Record holds neoconservatives responsible for pursuing policies that cause many adversaries to dislike the United States. He laments "the Bush administration's foreign policy fails to grasp the fact that others do not see us as we see ourselves—that is, as a benign and historically exceptional force." But the Bush administration does grasp this; it just believes that being respected is more important than being liked. The costs of winning Syrian, North Korean, or Chinese favor for U.S. policy would be too high if it meant abandonment of democracies such as Israel, South Korea, and Taiwan. Conversely, Libyan strongman Mu'ammar al-Qadhafi may not like the United States, but it was his respect for the Bush administration's willingness to back force with military action that led to his decision to abandon his nuclear ambitions.

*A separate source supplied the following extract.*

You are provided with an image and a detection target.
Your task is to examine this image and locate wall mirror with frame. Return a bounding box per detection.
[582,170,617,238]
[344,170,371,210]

Record's style is confident and authoritative with plenty of facts cited and examples given. A close read, though, shows that Record ignores facts that undermine his arguments. For example, he trumpets a 1999 UNICEF report that relied on Iraqi government statistics to conclude that sanctions on Iraq killed 500,000 Iraqi children; he ignores a joint Food and Agriculture Organization and World Health Organization study the following year that found that half the Iraqi population was overweight, and that hypertension and diabetes—not diseases of the hungry—were among the leading causes of Iraqi mortality.[2] Other facts he simply gets wrong. How could the Defense Department have airlifted Ahmad Chalabi into Iraq during military operations when Chalabi had returned to Kurdish-controlled northern Iraq months before the war began?
Dark Victory has many other weaknesses. Record engages in one-man's-terrorist-is-another's-patriot moral relativism. He conflates the Afghan mujahideen with Al-Qaeda, an anachronism that ignores a decade-long fight between Al-Qaeda pan-Islamists and Afghan nationalists such as Ahmad Shah Masud. While determined to debunk any analogy between postwar Japan and Iraq, Record ignores the South Korea example, frequently cited by Deputy Defense Secretary Paul Wolfowitz. Notably absent from a book about Iraq is any consideration of what Iraqis think; Record writes as if Iraqis do not exist.
A book should be more than a glorified op-ed. Unfortunately, Dark Victory is not.
[1] Washington: Brassey's, 1993.
[2] Assessment of the Food and Nutrition Situation: Iraq (Rome: Food and Agriculture Organization of the United Nations, 2000), p. viii.